Göçer nihayet firarının 20. günü İstanbul’da saklandığı evde yakalandı. Yalova Adliyesi’ne çıkarılırken depremzedelerin kendisini linç etmek istemesi üzerine davanın Konya’da görülmesine karar verilecekti.
Veli Göçer’in hikayesinin ayrıntıları dava sürecinde ortaya çıktı. İstanbul Üniversitesi Edebiyat Fakültesi Türkoloji bölümünü bitiren Göçer, Cağaloğlu’nda küçük bir matbaa satın alarak iş hayatına atılmıştı. 1990’da Yalova ve çevresindeki inşaat fırsatını görüp matbaasını satan Göçer, Çınarcık’a yerleşip emlakçılığa başladı. Önceleri arsa alım satımıyla uğraşırken, 1992’de Çınarcık Belediye Başkanı Turgut Kurt’la yolları kesişince müteahhitlik yapmaya karar verdi. Böylece 1999’da yıkılan Çamlık Sitesi’nin inşaatına başladı Göçer. İki kat izinli bölgede yapılan sitenin blokları tam 6 katlıydı. Belediye hiçbir şikayete kulak asmamış, site tamamlanıp daireler sahiplerine teslim edilmişti.
Bölgede Göçer’in başka arsaları da vardı. Başkan Kurt buradaki iki kat iznini beş kata çıkarınca Göçer yine depremde yıkılan Bahçekent sitesinin yapımına başladı. Ancak verilen beş kat izniyle yetinmemiş, ikişer de kaçak kat çıkıp 28 daireden oluşan yedi katlı bloklar inşa etmişti. Belediye göz yumuyordu ama Bayındırlık Bakanlığı ekipleri Göçer’in kaçak inşa ettiği katların yıkımına ve para cezası verilmesine karar vermişti.
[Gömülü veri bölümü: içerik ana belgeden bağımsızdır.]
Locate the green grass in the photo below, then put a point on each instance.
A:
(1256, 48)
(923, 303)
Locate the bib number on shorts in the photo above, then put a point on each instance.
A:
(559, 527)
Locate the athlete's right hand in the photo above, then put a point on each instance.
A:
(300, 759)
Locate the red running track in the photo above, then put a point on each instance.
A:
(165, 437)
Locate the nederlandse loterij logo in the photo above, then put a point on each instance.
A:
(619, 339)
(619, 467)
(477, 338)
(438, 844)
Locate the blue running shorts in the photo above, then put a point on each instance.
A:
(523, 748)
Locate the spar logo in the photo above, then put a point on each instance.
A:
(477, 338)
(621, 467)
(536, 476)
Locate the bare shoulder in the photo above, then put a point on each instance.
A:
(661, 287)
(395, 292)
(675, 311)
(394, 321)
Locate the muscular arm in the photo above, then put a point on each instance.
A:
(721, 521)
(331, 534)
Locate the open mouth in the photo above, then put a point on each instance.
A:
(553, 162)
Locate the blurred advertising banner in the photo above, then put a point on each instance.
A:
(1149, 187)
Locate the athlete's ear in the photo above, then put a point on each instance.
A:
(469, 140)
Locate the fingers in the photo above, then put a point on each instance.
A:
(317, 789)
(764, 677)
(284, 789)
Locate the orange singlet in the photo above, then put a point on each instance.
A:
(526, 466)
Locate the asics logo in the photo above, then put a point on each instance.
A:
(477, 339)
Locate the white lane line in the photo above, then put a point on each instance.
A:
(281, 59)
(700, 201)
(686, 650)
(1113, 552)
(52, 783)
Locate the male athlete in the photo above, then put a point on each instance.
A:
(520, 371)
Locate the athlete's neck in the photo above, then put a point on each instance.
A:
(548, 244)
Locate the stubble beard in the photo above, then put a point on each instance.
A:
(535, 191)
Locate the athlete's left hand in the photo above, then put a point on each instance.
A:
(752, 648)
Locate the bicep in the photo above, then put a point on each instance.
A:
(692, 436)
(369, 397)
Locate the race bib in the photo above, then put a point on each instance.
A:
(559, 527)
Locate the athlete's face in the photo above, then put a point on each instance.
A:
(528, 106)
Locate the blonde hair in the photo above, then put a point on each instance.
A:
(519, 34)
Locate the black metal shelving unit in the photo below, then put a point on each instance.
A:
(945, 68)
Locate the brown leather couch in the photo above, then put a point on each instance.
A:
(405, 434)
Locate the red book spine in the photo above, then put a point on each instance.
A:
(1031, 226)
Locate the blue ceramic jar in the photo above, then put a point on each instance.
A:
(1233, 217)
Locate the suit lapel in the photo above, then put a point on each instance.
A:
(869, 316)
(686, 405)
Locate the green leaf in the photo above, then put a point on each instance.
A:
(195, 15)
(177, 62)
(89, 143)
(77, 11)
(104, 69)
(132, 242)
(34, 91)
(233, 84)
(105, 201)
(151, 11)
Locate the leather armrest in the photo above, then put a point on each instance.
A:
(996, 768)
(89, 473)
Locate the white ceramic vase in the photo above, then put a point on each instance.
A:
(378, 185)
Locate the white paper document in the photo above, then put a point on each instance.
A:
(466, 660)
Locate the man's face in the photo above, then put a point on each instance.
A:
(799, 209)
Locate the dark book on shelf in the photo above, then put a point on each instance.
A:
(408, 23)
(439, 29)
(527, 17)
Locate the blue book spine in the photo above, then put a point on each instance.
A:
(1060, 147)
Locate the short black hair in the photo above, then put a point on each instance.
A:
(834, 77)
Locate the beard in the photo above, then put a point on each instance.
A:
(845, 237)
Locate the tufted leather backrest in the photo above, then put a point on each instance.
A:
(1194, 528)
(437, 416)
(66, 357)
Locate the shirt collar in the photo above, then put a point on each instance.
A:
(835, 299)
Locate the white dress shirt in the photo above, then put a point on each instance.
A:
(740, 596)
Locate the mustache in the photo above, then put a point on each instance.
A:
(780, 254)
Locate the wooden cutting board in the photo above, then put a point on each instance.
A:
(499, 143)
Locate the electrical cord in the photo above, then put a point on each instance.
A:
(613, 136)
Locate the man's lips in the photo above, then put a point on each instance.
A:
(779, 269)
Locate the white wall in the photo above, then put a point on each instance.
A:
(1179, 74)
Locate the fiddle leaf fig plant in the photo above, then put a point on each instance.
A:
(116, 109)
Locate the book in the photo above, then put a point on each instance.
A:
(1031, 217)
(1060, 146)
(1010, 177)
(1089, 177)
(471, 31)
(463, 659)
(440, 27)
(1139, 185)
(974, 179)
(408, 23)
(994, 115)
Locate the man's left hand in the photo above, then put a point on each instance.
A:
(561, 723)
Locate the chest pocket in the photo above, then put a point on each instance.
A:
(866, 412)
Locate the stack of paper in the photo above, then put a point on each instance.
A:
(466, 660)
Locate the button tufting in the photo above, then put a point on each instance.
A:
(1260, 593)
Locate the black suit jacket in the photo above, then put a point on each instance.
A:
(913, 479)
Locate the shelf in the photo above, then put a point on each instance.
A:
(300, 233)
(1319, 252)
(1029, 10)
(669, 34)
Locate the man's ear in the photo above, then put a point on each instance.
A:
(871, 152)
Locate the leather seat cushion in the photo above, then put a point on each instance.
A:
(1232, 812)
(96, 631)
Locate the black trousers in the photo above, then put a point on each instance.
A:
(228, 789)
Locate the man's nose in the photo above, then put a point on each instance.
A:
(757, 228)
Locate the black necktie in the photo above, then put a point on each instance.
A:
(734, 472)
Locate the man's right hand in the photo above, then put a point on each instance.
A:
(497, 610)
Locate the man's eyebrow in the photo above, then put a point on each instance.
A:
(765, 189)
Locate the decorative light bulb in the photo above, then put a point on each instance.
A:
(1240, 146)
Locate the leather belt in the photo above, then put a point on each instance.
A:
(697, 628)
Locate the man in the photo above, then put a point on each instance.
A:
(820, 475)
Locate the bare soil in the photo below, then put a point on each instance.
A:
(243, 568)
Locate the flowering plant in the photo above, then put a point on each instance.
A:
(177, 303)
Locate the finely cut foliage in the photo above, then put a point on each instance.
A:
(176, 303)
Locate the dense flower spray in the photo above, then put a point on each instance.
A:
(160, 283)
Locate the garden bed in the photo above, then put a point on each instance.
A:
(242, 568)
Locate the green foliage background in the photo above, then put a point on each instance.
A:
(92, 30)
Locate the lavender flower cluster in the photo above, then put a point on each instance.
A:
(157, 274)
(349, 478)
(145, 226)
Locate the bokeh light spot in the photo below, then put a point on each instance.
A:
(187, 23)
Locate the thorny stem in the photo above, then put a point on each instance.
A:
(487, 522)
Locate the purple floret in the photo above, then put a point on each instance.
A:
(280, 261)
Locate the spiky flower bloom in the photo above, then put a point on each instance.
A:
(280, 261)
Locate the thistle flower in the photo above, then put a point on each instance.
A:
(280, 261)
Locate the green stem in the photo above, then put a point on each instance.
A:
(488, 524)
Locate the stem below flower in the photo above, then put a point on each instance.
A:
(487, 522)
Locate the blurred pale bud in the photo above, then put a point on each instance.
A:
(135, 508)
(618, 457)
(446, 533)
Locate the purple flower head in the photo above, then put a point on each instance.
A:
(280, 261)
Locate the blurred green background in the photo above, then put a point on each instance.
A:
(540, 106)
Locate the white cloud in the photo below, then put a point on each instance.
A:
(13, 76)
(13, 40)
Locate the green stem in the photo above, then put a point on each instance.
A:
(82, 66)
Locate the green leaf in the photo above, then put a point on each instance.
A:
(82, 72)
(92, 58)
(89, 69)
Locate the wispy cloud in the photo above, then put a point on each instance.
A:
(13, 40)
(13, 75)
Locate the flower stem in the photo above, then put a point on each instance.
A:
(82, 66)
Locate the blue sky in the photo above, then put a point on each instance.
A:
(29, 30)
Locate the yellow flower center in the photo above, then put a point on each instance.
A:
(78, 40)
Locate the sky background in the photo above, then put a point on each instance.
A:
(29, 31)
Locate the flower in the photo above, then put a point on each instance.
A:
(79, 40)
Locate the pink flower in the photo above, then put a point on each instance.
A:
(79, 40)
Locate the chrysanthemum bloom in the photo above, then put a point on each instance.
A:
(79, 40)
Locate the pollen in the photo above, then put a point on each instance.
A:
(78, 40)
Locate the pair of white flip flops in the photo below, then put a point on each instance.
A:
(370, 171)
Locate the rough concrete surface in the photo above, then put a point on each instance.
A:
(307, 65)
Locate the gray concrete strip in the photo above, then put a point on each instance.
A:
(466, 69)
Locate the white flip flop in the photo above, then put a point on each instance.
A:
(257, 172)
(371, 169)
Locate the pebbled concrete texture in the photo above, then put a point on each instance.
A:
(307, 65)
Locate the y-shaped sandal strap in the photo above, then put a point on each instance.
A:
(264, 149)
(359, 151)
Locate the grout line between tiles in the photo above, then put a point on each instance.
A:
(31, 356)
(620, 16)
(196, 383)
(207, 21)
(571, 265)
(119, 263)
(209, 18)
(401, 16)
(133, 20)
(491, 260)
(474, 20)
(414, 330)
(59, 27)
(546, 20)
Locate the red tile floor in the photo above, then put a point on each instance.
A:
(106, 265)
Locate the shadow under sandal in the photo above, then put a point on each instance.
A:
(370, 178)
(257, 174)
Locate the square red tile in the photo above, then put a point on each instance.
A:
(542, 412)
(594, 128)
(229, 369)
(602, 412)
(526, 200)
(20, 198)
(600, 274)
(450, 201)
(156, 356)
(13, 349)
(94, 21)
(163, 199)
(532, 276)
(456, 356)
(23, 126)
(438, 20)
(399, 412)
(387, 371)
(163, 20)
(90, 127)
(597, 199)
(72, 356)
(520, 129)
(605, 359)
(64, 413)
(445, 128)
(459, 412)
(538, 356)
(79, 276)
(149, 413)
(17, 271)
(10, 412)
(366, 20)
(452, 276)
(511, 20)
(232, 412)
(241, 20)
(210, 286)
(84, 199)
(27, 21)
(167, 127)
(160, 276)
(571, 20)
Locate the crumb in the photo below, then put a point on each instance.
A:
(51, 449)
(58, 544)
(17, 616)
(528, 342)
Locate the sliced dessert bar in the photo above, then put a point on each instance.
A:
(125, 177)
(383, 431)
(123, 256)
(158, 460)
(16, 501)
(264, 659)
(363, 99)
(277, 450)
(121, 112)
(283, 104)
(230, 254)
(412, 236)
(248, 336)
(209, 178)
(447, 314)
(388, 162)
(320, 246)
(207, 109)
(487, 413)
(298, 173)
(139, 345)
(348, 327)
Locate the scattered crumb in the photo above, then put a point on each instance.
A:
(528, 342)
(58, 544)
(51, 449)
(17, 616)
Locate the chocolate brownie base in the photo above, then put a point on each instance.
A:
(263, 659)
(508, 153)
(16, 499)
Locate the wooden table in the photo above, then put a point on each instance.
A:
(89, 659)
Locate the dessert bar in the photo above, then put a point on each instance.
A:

Kararları uygulama görevi belediyenindi ama Belediye Başkanı Kurt hiç oralı olmuyordu. 1994 seçimlerine az bir süre kala Başkan Kurt başka bir imar yolsuzluğu nedeniyle iki yıl ceza alıp hapse girince seçilme yeterliliği elinden alınmış ve yeniden aday olamamıştı. Ancak Göçer için bir şey değişmedi. Kurt’tan sonra belediye başkanı olan Yaşar Birinci de selefi gibi davranmış, ceza kararlarını uygulamadığı gibi cezaları affettirmek için çaba göstermişti.
Veli Göçer emeklilere ve sabit gelirlilere ev satmayı hedeflemişti. Evleri emsallerine göre çok ucuza satıyor, cazip ödeme koşulları sunuyordu. Mahkemede hakimin “Başkasının 10 liraya sattığı evi sen malzemeden çalmadan nasıl üç liraya satabiliyorsun?” sorusunu, “Lüksten kıstım, hayatımda hiç malzemeden çalmadım” diye yanıtlayacaktı.
Göçer, yıkanmamış deniz kumu kullandığı iki siteyi tamamladıktan sonra tam 10 site daha inşa etti. Eski şair ve matbaacı kısa sürede Çınarcık’ın en büyük müteahhidi durumuna gelmişti. Kendi yaptıkları dışında satış haklarını alması karşılığında ismini kullandırttığı başka binalar da vardı.
İhmal ve tedbirsizlik sonucu birden fazla kişinin ölümüne sebebiyet vermekten yargılanan Veli Göçer, 7 ay tutuklu kaldıktan sonra tahliye edildi. Dışarı çıkar çıkmaz depremden önce başlayıp tamamlayamadığı İlayda Sitesi için bir kooperatif kurdu. Sitenin yapımını tamamlamak için bir kamu bankasına kredi başvurusunda bulunmakta da sakınca görmedi. Kamuoyundan yükselen tepkiler üzerine, serbest kaldıktan yaklaşık 1 yıl sonra yeniden tutuklandı.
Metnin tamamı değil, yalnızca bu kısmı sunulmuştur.